Ho già avuto occasione di dire che la riforma del bicameralismo paritario che più mi avrebbe convinto sarebbe stata quella che introduceva realmente il Bundesrat, oppure quella che, conservando l’elezione diretta da parte dei cittadini, dava vita ad un Senato delle garanzie. Nella prima fase del confronto ho anche presentato, insieme ad altri, un progetto che sviluppava quest’ultima impostazione. Poi, in 15 senatori del Pd non abbiamo votato il disegno di legge di riforma costituzionale.
È evidente che, se questo fosse stato l’approdo finale, avrei per coerenza sostenuto il No al referendum. Al Senato invece, nella seconda lettura del provvedimento, si determinò un’intesa che unì Pd e maggioranza di governo: la rottura con Forza Italia è dipesa da altre scelte politiche di quel partito, che fanno apparire come strumentali le sue critiche alla riforma.
L’accordo si fonda su quattro punti: modalità di elezione del presidente della Repubblica, che oggettivamente escludono – ben più di oggi e del passato – la possibilità per una maggioranza che vinca le elezioni alla Camera di imporre il suo candidato; designazione dei 5 giudici costituzionali da parte del Parlamento, assegnandone 3 alla Camera e 2 al nuovo Senato, così da assicurare la pluralità della loro appartenenza culturale; determinazione da parte dei cittadini, con il voto, dei consiglieri regionali che diventeranno senatori, al momento dell’elezione nelle Regioni. I Consigli si limiteranno alla ratifica delle scelte; ampliamento della partecipazione dei cittadini alla vita della Repubblica attraverso l’introduzione in Costituzione dei referendum propositivi e di indirizzo e norme che rendano più facilmente raggiungibile il quorum per quello abrogativo.
I primi 2 dei 4 punti sono acquisiti: per l’elezione dei consiglieri-senatori da parte dei cittadini serve una legge elettorale che attui la previsione della nuova Costituzione.
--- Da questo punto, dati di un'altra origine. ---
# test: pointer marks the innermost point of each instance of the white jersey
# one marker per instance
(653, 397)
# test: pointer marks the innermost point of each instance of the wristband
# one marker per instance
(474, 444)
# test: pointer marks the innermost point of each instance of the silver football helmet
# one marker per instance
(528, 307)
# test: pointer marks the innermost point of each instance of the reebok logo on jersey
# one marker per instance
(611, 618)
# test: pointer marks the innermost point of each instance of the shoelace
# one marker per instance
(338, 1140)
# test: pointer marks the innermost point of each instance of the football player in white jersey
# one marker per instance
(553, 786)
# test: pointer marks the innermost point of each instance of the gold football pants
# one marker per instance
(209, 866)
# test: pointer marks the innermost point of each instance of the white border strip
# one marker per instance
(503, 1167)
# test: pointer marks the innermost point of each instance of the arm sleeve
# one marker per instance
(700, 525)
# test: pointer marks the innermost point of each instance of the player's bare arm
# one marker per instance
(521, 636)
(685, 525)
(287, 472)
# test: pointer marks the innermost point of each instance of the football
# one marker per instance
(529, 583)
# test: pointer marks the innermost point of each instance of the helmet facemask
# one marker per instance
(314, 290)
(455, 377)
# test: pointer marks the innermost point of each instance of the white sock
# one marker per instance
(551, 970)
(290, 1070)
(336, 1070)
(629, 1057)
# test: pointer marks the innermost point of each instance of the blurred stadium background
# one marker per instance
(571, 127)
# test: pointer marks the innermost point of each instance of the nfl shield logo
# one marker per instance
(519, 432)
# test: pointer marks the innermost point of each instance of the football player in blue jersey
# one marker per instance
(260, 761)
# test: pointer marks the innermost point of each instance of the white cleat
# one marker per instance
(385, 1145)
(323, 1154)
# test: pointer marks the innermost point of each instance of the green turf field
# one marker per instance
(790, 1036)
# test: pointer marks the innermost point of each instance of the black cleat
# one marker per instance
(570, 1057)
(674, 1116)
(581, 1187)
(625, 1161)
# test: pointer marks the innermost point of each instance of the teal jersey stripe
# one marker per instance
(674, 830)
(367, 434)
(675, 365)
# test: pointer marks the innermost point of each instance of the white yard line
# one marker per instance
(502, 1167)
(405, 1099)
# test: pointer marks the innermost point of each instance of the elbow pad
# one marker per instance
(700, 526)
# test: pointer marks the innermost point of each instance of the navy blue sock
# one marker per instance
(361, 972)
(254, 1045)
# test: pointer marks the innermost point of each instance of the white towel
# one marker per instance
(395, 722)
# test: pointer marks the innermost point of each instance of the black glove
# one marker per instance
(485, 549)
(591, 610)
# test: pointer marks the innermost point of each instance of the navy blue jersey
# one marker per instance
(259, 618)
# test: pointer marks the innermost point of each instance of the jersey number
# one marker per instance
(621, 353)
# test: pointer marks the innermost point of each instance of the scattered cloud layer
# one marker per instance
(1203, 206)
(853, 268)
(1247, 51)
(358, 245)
È il caso di ribadire anche al ministro Franceschini che pacta sunt servanda, come ha detto Matteo Renzi all’ultima assemblea dei gruppi del Pd di Camera e Senato: la legge va approvata entro questa legislatura. È essenziale, per la stessa campagna referendaria, non solo mantenere questo impegno, ma anche la scelta di avanzare prima del referendum, come Pd, una nostra proposta. Al Senato esiste un disegno di legge sottoscritto da più di 20 senatori Pd: lo assumiamo come progetto del nostro partito così com’è, oppure con quali modifiche? Al tempo stesso dobbiamo prendere l’impegno a varare, prima delle elezioni politiche, le leggi attuative per i referendum.
Si possono legittimamente ritenere queste modifiche come insufficienti: negarle o ignorare che esse rappresentino un passo avanti, significa chiudersi in rifiuti pregiudiziali e in dogmatismi astratti. Definire la riforma costituzionale un colpo di Stato contro la democrazia contribuisce a rendere il referendum uno scontro tra fazioni, non meno delle suggestioni a farne un plebiscito.
Non comprendo come alcuni parlamentari, con i quali pure ho condiviso esperienze e battaglie, dopo aver votato la riforma in Parlamento – alcuni anche nella primitiva stesura o addirittura alla Camera senza la partecipazione delle opposizioni – possano oggi avanzare propositi di sostenere il No al referendum. Il venir meno della coerenza non è una virtù e fa perdere credibilità.
È giusto invece, a mio giudizio, un confronto di merito con quanti, senza gridare alla morte della democrazia, non condividono la riforma. Ammettiamo che il procedimento legislativo si dimostri nell’esperienza concreta complesso e non pienamente efficace: è più facile correggerlo a riforma approvata, oppure smantellare tutto e ancora una volta – ammesso che sia possibile – ripartire da zero?
Così per il Titolo V: siamo certi che una sua modifica, nel segno di una più forte caratterizzazione regionalista, non richieda una radicale riorganizzazione delle Regioni, del loro stesso numero? Io me ne sono ormai convinto perché anche per le Regioni vale il detto che non si può mettere il vino nuovo – cioè competenze e funzioni – in otri vecchi.
Infine: neanche a me l’Italicum piace e per questo motivo al Senato non l’ho votato. Soprattutto non mi convince la scelta dei deputati da parte dei cittadini, con un doppio regime tra capilista bloccati ed il resto dei candidati affidato alle preferenze. Una modifica che generalizzasse i collegi uninominali – meglio se a doppio turno, ma anche a turno unico, se necessario per un’intesa – la sosterrei con convinzione. Corrisponde al profondo sentimento di chi guarda al Pd ed è la più coerente con la logica delle primarie.
L’Italicum è comunque sottoposto ora alla valutazione della Corte Costituzionale: possiamo attendere il suo pronunciamento, la decisione su eventuali criticità.
In ogni caso penso sarebbe un grave errore affidare domani, a Grillo e Salvini, la riforma della Costituzione. La vittoria del No temo avrebbe conseguenze più gravi di quella di accrescere le difficoltà del governo o di provocarne la crisi: farebbe trionfare populismi reazionari, questi sì privi di controllo e pericolosi per la democrazia.
Non si tratta di invenzioni per patrocinare il Sì: basta guardare all’Europa o agli Usa per rendersene conto. In politica la miopia provoca disastri e rovine.